In Harring we find a few structural descriptions of U.S federal law.

  1. The United States crafted its own legal history and tradition, a combination of British, international, and indigenous legal systems.

  2. In creating this legal tradition the U.S created law and policy to justify and authorize its political objectives

  3. Federal Indian policy was developed separately from the larger body of U.S law and has since been isolated both legally and ideologically of as a field of law.

  4. Being segregated in this manner, Indian policy was arbitrarily applied to suit individual interests, precedents were selectively called upon, often divorced from the context of their original decision, and cases or laws which protected indigenous sovereignty were forgotten, overlooked, or rejected by subsequent courts.

  5. The various definitions of indigeneity and sovereignty have been used to formulate different degrees of federal authority and indigenous self-governance, most often to create ambiguous and contradictory systems that burden and limit tribal governments.

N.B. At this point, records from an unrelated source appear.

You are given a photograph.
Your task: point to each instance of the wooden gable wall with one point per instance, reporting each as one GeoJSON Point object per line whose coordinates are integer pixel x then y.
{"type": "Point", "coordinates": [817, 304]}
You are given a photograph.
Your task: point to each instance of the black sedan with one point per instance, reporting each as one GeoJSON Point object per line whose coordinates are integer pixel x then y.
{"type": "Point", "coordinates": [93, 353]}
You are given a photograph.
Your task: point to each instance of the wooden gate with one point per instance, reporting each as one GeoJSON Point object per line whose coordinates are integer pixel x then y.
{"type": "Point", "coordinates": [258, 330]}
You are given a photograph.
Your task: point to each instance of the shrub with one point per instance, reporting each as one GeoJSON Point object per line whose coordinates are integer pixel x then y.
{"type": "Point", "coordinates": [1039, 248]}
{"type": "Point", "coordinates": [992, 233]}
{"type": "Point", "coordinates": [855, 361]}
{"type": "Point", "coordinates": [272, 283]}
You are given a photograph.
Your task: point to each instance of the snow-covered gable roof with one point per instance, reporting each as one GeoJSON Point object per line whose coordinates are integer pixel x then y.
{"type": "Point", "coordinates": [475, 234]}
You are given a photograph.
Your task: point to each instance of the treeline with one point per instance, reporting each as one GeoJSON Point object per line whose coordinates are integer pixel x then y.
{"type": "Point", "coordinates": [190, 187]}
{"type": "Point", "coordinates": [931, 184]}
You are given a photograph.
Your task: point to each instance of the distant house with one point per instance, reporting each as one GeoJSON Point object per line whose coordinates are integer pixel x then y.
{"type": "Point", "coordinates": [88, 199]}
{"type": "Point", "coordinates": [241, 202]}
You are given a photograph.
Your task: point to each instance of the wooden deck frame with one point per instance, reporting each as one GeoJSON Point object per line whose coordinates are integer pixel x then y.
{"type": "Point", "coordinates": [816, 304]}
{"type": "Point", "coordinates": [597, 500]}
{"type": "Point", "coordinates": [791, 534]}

While studying individual cases or legislation it is easy to become lost in judicial or legislative reasoning, to wonder how individual decisions could ignore or so blatantly contradict previous ones. But Harring’s description of federal policy as a uniform system takes these ambiguities and contradictions out of their unique situation, placing them in the context of the entire legal system. From this perspective what seems to be an unorganized and inconsistent system becomes a mostly coherent structure designed to further the political aims of the United States. The sovereignty of indigenous peoples, and personal liberty of U.S citizens, are negotiated in their position relative to this larger structure and purpose. With this structure in mind, it’s much easier to understand how the primary interests of the Court in determining the Marshall Trilogy were white property-owners, federal authority, and the preservation of the Union, although indigenous peoples were most significantly affected. Likewise it can be understood how decisions like those in Worcester, Standing Bear, and Crow Dog, have little standing in the Court today. We can understand why federal law is made without Native consent and why there is no recourse for Natives to challenge those laws. It can explain the congressional decision to stop making treaties with Indians, a decision that oversteps legislative powers and intrudes into executive authority in direct contradiction with the Constitution and the sovereignty of Indian tribes. Understanding how this structure has been developed demystifies federal indian policy.